Uitspraak op het hoger beroep van:

[appellant], wonend te [woonplaats],

tegen de uitspraak in zaak nos. Awb 05/250 en 05/855 van de voorzieningenrechter van de rechtbank 's-Hertogenbosch van 8 april 2005 in het geding tussen:

appellant

en

het college van burgemeester en wethouders van Helmond.

1. Procesverloop

Bij besluit van 27 juli 2004 heeft het college van burgemeester en wethouders van Helmond (hierna: het college) appellant, onder aanzegging van een dwangsom, aangeschreven vóór 15 september 2004 de verkoop van eigen geteelde perkplanten en andere producten, zoals bloempotten, metalen sierwerken voor het plaatsen van planten en potgrond aan particulieren op het perceel [locatie] te [plaats] blijvend te beëindigen.

Bij besluit van 30 november 2004 heeft het college het daartegen gemaakte bezwaar ongegrond verklaard.

Bij uitspraak van 8 april 2005, verzonden op 15 april 2005, heeft de voorzieningenrechter van de rechtbank 's-Hertogenbosch (hierna: de voorzieningenrechter), voor zover hier van belang, het daartegen ingestelde beroep ongegrond verklaard. Deze uitspraak is aangehecht.

Tegen deze uitspraak heeft appellant bij brief van 27 mei 2005, bij de Raad van State ingekomen op diezelfde datum, hoger beroep ingesteld. De gronden zijn aangevuld bij brief van 24 juni 2005. Deze brieven zijn aangehecht.

Bij brief van 22 juli 2005 heeft het college van antwoord gediend.

De Afdeling heeft de zaak ter zitting behandeld op 6 maart 2006, waar appellant in persoon, bijgestaan door mr.
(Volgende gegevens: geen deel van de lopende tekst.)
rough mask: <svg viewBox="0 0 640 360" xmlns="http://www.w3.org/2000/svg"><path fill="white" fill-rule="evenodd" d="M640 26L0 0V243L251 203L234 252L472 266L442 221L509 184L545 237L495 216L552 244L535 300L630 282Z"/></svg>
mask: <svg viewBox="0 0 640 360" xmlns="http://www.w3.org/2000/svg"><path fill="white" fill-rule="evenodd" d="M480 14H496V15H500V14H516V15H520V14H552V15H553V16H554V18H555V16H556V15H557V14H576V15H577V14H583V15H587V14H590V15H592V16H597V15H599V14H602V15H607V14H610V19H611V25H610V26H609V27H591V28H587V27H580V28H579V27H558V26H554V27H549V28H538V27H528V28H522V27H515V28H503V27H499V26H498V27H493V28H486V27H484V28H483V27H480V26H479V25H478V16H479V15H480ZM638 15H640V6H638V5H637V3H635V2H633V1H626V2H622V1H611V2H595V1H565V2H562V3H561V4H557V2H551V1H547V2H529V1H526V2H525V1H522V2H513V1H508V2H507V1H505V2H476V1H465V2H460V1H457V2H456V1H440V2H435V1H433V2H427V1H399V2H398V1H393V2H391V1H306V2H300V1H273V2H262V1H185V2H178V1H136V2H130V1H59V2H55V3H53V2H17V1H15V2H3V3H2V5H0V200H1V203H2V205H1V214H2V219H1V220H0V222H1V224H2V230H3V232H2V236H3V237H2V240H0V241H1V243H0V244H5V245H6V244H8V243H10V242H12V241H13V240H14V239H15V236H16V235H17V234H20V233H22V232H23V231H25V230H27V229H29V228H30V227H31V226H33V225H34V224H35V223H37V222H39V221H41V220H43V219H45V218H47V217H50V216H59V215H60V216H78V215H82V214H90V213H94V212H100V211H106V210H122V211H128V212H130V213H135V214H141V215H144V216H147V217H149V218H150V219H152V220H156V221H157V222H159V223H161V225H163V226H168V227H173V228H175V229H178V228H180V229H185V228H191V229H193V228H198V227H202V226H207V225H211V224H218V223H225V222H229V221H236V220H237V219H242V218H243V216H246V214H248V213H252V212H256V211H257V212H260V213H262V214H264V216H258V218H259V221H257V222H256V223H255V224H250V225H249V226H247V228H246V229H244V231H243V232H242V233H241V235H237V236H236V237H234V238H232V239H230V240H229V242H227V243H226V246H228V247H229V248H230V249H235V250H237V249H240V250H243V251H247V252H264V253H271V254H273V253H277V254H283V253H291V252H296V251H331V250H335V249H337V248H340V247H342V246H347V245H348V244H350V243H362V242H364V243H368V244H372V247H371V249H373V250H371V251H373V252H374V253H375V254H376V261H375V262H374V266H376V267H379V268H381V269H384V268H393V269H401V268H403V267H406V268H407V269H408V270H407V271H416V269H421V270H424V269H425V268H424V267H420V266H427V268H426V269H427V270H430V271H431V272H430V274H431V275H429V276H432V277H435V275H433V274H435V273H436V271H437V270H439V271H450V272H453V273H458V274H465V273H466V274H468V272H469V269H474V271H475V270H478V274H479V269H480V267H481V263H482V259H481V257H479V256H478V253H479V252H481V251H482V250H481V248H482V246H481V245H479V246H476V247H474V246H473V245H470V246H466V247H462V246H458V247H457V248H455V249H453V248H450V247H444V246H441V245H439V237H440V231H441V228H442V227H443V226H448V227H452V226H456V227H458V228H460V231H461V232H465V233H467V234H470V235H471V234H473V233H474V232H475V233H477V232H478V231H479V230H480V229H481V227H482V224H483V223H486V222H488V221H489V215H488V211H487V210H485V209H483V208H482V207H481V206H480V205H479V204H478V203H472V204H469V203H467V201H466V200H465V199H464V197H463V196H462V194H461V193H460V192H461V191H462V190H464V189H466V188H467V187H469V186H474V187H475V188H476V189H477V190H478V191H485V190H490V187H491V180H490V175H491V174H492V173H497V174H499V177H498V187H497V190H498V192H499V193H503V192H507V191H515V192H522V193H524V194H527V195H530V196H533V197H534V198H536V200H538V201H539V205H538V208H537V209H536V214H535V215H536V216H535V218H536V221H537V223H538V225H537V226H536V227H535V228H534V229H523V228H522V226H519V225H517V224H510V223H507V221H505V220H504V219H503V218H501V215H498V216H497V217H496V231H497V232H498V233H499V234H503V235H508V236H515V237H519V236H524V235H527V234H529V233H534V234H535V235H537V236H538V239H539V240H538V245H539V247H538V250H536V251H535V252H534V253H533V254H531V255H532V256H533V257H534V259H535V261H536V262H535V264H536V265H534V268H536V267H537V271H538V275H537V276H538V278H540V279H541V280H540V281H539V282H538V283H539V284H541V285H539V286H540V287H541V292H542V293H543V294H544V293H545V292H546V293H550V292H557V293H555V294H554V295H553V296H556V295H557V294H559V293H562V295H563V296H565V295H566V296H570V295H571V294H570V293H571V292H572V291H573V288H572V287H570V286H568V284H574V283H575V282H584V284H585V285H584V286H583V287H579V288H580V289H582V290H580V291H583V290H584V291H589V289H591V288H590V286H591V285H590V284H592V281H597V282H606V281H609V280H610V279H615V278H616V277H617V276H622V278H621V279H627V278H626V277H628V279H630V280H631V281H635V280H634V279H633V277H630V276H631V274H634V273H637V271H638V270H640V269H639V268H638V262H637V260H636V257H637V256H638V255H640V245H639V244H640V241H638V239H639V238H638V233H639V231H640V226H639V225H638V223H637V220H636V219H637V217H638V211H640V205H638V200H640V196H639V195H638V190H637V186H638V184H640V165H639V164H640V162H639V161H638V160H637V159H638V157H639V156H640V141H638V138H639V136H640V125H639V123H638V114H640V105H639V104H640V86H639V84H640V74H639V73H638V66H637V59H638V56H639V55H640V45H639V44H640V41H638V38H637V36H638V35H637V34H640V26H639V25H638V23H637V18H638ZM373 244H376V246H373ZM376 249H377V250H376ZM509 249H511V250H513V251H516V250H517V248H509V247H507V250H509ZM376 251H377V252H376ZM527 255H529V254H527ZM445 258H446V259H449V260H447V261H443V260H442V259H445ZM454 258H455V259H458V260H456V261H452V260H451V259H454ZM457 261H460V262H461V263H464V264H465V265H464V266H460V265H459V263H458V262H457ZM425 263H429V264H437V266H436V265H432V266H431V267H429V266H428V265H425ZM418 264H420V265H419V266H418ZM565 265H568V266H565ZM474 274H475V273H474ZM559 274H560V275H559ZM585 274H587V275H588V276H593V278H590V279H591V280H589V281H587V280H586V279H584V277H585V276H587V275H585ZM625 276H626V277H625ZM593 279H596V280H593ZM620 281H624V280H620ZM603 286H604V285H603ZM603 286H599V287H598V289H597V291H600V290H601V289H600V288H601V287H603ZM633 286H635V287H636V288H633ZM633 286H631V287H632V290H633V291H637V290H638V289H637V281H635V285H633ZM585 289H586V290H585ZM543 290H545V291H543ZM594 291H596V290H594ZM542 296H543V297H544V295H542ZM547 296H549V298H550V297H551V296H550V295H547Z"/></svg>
P.J.G. Goumans, advocaat te Deurne, en het college, vertegenwoordigd door mr. P. Helmus, ambtenaar van de gemeente, zijn verschenen.

2. Overwegingen

2.1. Op een deel van het perceel rust op grond het bestemmingsplan "Uitbreidingsplan in Hoofdzaken Mierlo" (hierna: het uitbreidingsplan) de bestemming "Landelijk Gebied II". Op het andere deel van het perceel rust op grond van het bestemmingsplan "Herziening Buitengebied (Ganzewinkel - Akkerweg)" (hierna: het bestemmingsplan) de bestemming "Agrarische doeleinden".

2.1.1. Ingevolge artikel 4 van de bij het bestemmingsplan behorende voorschriften zijn de op de kaart als "Agrarische doeleinden" aangewezen gronden bestemd voor agrarische bedrijven. Op de op de kaart als zodanig aangewezen gronden mogen uitsluitend worden gebouwd bouwwerken ten dienste van een agrarische bedrijf.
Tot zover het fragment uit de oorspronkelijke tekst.